Miles places the camera on its stand and smiles at me. “Just follow my lead, buddy.”

I nod. “Yeah. Okay.”

He sits beside me and squeezes my hand. “I hope you don’t look at me differently, now that you know.”

“What do you mean?”

“You know. That I’m . . .” He closes his eyes and takes a deep breath. “That I used to be gay.” I swallow thickly, but I can’t swallow down the ache spreading through me when I see his sadface. “I just don’t want to lose whatever respect you have for me now that you know. I don’t think I could stand that.”

I know I shouldn’t, but I reach out and squeeze his hand. “I won’t lose respect for you if you don’t lose respect for me.”

A shy smile crosses his face and he runs his fingers through his salt-and-pepper hair. “Alright. No respect lost by either party.” He points at the camera. “Are you ready, buddy?”

“Ready as I’ll ever be.” And, just as I always do when Miles puts on his Pastor Brooks persona, I watch the man I love come alive. He speaks with conviction and surety. Surety that his new ex-gay conversion techniques are foolproof. Surety that I’m almost on the straight and narrow. Surety that he’s going to spark hope in the hearts of all Americans, bringing about a religious awakening. He’s leading gays to the light. A twinge of shame hits me, and a familiar sense of betrayal wraps around me like restraints, holding me in place. Emotionally, at least.

I’m betraying everything I believe in. Whoever stumbles across the YouTube channel is going to think I’m one of . . .them. An ex-gay. They’re going to think I support conversion therapy. My jaw trembles, and Miles bursts into action, pausing the camera and kneeling in front of me, touching my forehead with his, mumbling how proud of me he is. How proud I should be of myself. That we’re going to save so many souls. That’s what he keeps saying over and over, but I don’t care about souls, I care about equality. I care about the queer community.

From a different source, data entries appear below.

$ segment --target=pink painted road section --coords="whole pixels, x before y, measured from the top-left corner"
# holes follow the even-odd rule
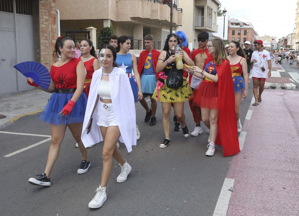
[[[243,150],[226,178],[235,180],[227,215],[299,215],[299,92],[265,90]]]

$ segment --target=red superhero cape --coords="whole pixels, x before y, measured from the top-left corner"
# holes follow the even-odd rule
[[[207,55],[207,56],[208,57],[211,55],[210,54],[209,54],[209,51],[208,51],[208,48],[205,49],[203,50],[201,50],[199,48],[198,49],[193,50],[193,52],[192,52],[192,60],[193,62],[194,61],[194,60],[195,59],[195,56],[196,55],[199,53],[200,53],[201,55],[202,53],[203,53],[204,52],[205,53],[206,55]],[[192,78],[192,75],[191,73],[189,74],[189,84],[191,84],[191,78]],[[190,106],[190,109],[191,110],[191,112],[192,112],[192,114],[193,116],[193,119],[194,120],[194,122],[196,123],[197,121],[197,118],[196,117],[196,115],[195,114],[195,112],[194,111],[194,107],[193,106],[193,105],[192,104],[190,100],[189,101],[189,106]]]
[[[207,58],[205,65],[213,60],[213,56]],[[240,152],[235,112],[235,92],[231,71],[228,60],[223,59],[221,65],[215,64],[218,76],[218,134],[215,143],[222,145],[223,156],[229,156]]]
[[[139,73],[139,75],[141,77],[141,72],[142,71],[143,67],[144,66],[145,60],[149,53],[150,52],[148,50],[144,50],[141,52],[139,56],[137,68],[138,69],[138,73]],[[160,78],[159,76],[159,73],[160,71],[158,71],[158,72],[157,73],[157,71],[156,71],[156,66],[157,65],[157,62],[158,61],[158,58],[160,54],[160,52],[154,49],[152,49],[152,62],[154,70],[155,70],[155,73],[156,74],[156,77],[157,78],[157,80],[158,79]]]

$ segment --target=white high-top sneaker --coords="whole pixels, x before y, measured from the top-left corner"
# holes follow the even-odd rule
[[[95,191],[97,193],[92,200],[88,203],[88,207],[92,209],[97,209],[103,205],[107,199],[106,187],[101,187],[100,185]]]
[[[128,163],[126,160],[126,163],[124,164],[123,166],[122,166],[119,163],[118,164],[119,164],[119,166],[120,166],[120,168],[121,168],[121,172],[116,178],[116,181],[118,183],[121,183],[127,180],[128,175],[129,174],[129,173],[132,170],[132,168]]]
[[[241,122],[240,120],[240,119],[237,121],[237,131],[238,133],[241,133],[242,131],[242,125],[241,124]]]
[[[196,137],[198,136],[199,134],[201,134],[203,133],[202,128],[200,126],[196,126],[194,128],[194,130],[191,132],[191,136]]]
[[[206,152],[206,155],[208,156],[213,156],[215,153],[215,143],[213,142],[208,144],[207,146],[209,148]]]

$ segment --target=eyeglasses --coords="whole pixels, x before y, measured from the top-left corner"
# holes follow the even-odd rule
[[[202,43],[203,43],[207,40],[207,39],[197,39],[197,41]]]

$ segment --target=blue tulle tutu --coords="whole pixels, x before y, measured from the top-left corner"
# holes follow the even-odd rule
[[[39,116],[39,120],[55,125],[68,125],[83,122],[84,120],[87,102],[86,95],[83,92],[68,115],[62,116],[59,114],[72,98],[74,94],[73,93],[63,94],[55,92],[52,94]]]
[[[152,94],[155,91],[157,84],[157,78],[155,74],[144,75],[142,74],[140,78],[142,93]]]
[[[234,88],[235,92],[244,93],[244,90],[245,89],[245,83],[242,77],[234,76],[233,77],[233,82],[234,83]]]
[[[134,77],[129,78],[129,80],[130,80],[130,84],[131,84],[133,94],[134,96],[134,101],[135,103],[137,102],[138,101],[137,99],[138,99],[138,87],[136,85]]]

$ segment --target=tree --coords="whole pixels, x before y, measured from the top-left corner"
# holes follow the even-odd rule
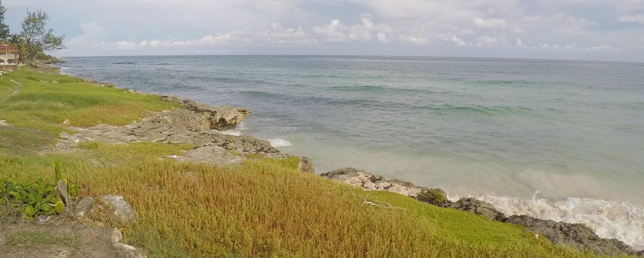
[[[9,26],[4,23],[4,12],[6,10],[0,1],[0,40],[6,40],[9,37]]]
[[[55,36],[53,30],[46,29],[49,15],[41,10],[30,12],[22,21],[22,38],[25,59],[33,61],[38,57],[46,56],[45,51],[65,48],[63,39],[65,35]]]
[[[12,34],[7,38],[7,42],[18,47],[18,54],[20,57],[20,59],[22,60],[23,57],[25,56],[25,44],[22,40],[22,36],[19,34]]]

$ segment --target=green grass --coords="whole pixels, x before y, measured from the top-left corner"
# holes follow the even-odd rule
[[[17,88],[16,94],[8,95]],[[0,119],[16,126],[54,133],[70,132],[62,124],[66,119],[80,127],[123,125],[151,111],[178,106],[158,96],[97,87],[79,78],[43,74],[27,68],[0,77],[0,94],[3,94]]]
[[[11,234],[7,240],[7,246],[28,248],[42,248],[47,246],[75,247],[77,241],[75,235],[27,230]]]
[[[86,142],[75,152],[42,152],[53,133],[68,130],[64,119],[123,124],[172,106],[30,70],[1,77],[0,92],[10,91],[8,78],[23,87],[0,103],[0,119],[20,127],[0,130],[0,177],[28,182],[62,162],[64,176],[78,173],[82,195],[120,195],[133,205],[139,217],[125,241],[151,257],[591,256],[514,225],[303,173],[294,157],[220,168],[167,157],[190,145],[153,143]],[[26,128],[33,131],[21,132]]]

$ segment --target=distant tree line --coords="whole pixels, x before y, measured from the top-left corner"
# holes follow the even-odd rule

So, I tell myself a little lie—that the ends will justify the means—and I let go of my resistance, letting it fall, along with my Pride.

Miles gives me a kiss on the forehead, then stands and starts the camera. After explaining his stick-figure therapy method, he asks me to say a few words. They come out like broken glass, slicing at my insides along the way. At the end of my testimony, I tearfully add, “I’m going to be delivered, and so—” My grip tightens around the sofa cushion. “And so can you.”

Miles must know how much I’m hurting, because he quickly ends the recording with his signature, “Straight is great” sign-off line, and turns the camera off. Miles turns to me with a smile stretched wide across his face.

“That was perfect, buddy. You did so well.” Before I can react, his arms are around me, crushing me with a hug. “I’m so proud of you, Darren.” When he pulls away, he cups both my cheeks with his hands. “You’re my shining star.”